Même si mon problème nécessite que j'aille voir quelqu'un en personne, peut-être que certains d'entre vous pourront m'éclairer sur l'accident que j'ai malencontreusement provoqué aujourd'hui:
dans la boutique où je travaille (par une mauvaise manip d'une seconde donc) mon ipod classic s'est retrouvé aimanté contre l'anti-vol... et ne marche plus vraiment. Il s'allume etc mais ne peut plus lire de morceaux, c'est à dire que le temps reste bloqué à O:OO, et meme s'il fait quelques petits sons inhabituels et qu'il rame un peu plus que d'hab, il n'a pas l'air totalement mort. 

Quelqu'un a-t-il déjà été confronté à une situation similaire, puis-je faire un ptit quelque chose, et est-ce possible que ce soit juste les données qui aient été corrompues, quelque chose comme ça? Comment faire si l'ipod est démagnétisé? 

Bref, merci d'avance si réponse(s) il y a.
*


----------



## Gwen (8 Mai 2011)

Sûrement des données corrompues.
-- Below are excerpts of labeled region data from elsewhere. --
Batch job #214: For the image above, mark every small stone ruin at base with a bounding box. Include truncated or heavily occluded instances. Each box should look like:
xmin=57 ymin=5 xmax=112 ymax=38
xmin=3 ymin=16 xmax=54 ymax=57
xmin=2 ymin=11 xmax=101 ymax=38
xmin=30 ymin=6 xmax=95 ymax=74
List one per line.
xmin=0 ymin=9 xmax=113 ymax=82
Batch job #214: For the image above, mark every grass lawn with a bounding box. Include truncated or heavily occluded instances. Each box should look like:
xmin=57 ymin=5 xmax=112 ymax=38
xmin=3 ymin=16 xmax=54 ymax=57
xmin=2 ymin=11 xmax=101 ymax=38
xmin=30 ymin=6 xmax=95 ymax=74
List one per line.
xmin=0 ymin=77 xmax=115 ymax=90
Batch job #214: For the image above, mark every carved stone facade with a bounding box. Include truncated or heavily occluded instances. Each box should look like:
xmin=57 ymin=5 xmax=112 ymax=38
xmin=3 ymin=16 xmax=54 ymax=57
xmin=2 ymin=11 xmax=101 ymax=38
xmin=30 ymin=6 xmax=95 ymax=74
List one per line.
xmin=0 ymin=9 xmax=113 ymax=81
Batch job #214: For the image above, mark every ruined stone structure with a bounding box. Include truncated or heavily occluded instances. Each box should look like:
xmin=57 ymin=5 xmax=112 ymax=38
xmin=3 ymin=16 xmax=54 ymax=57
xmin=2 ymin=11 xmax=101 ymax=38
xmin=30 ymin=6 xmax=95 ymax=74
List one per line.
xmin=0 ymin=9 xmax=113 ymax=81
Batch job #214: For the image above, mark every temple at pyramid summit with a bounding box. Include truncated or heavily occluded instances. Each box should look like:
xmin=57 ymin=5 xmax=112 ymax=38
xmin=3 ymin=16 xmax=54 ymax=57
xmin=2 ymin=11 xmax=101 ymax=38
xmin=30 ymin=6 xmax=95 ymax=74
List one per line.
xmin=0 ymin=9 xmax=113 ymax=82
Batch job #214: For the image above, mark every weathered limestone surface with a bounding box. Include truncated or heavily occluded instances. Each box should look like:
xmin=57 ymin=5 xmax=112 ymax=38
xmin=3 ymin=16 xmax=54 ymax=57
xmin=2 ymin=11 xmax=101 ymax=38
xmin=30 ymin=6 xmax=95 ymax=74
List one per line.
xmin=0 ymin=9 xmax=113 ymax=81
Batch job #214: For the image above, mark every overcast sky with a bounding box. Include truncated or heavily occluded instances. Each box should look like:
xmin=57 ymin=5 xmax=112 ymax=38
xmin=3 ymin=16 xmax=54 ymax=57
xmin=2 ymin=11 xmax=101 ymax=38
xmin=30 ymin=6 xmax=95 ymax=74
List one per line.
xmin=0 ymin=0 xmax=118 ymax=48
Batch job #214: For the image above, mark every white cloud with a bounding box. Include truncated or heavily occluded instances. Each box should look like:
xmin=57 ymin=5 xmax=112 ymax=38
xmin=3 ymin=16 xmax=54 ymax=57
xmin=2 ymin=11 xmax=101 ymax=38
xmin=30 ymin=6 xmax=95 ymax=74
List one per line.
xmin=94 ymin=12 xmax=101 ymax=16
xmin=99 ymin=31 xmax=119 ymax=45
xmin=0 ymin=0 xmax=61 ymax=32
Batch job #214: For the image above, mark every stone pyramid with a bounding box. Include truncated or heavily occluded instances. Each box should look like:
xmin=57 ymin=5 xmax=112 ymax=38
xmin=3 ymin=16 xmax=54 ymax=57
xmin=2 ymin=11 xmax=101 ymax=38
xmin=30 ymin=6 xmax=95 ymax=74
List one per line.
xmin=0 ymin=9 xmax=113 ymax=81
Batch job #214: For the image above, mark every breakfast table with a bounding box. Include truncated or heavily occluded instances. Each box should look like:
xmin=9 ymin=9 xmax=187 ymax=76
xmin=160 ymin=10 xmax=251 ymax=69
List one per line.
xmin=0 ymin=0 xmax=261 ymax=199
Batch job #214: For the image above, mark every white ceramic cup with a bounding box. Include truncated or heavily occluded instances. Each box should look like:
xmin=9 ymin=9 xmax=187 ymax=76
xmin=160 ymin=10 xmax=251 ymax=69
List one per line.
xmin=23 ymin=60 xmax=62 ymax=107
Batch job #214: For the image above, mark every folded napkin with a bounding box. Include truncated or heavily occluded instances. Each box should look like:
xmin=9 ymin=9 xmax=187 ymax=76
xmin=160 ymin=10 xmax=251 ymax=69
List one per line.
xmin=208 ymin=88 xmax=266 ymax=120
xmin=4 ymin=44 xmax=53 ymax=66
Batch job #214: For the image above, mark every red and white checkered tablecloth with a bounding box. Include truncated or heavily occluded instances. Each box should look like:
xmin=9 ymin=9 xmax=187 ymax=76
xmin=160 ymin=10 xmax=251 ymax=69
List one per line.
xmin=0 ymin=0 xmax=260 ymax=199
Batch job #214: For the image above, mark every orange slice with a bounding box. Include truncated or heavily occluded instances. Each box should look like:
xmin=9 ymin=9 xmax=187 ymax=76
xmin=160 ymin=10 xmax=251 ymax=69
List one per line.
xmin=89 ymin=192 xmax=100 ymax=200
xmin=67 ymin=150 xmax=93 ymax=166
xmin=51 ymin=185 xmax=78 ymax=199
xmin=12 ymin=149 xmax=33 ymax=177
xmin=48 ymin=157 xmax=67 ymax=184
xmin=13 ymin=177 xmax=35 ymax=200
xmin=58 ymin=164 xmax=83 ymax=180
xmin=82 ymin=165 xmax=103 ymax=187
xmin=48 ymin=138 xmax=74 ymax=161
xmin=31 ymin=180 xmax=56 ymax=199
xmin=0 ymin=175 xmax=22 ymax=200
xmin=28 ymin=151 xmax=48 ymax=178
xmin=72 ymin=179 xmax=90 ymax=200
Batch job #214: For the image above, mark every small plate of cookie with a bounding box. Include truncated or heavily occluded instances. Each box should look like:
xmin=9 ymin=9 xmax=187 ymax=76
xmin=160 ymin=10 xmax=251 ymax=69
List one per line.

La première chose à faire est une réinitialisation complète en me branchant sur iTunes et en le restaurant à son état d'origine.


----------



## Viksen (8 Mai 2011)

Je le ferai dès que possible en effet,  mon ordinateur étant mort pour l'instant...
Merci pour cette réponse rapide


----------



## r e m y (8 Mai 2011)

Même avis que Gwen
Comme les iPOD Classic enferment un disque dur sur lequel les données sont écrites par un procédé magnétique, l'aimant a effacé une partie des données du disque (des fichiers de musique et certainement aussi en partie le programme gérant l'iPOD)

Le restaurer depuis iTunes devrait résoudre le pb en recopiant sur le disque tout ce qu'il faut


----------



## bsbd74 (9 Mai 2011)

Bonjour, 

je me greffe a cette discussion car mon problème pourrais effectivement venir d'un aimant aussi. 

J'ai utiliser pour la premier fois un aimant qui sert a tenir les téléphone dans ma voiture pour tenir en position vertical mon Ipod. J'ai fais le voyage sans problèmes de 3 h de temps. 
Le lendemain KO de mon Ipod. Plus de signe de vie ...

Il affiche une croix rouge avec le message apple.com/support/Ipod
Le disc dur gratte et fais du bruit. J'ai aussi l'impression qu'il n'arrive pas a se lancer. 

J'ai connecter mon Ipod a Itunes. Il dit 'téléchargement d'un logiciel de restauration' mais rien ensuite. Il ne s'affiche même pas dans les menus. 
J'ai reeinitialise en appuyant sur Menu et Select. Rien non plus. 


Quelqu'un a déjà eu ce souci avec un des ces aimant de voiture ? 

Quel était la solution ? 

merci


----------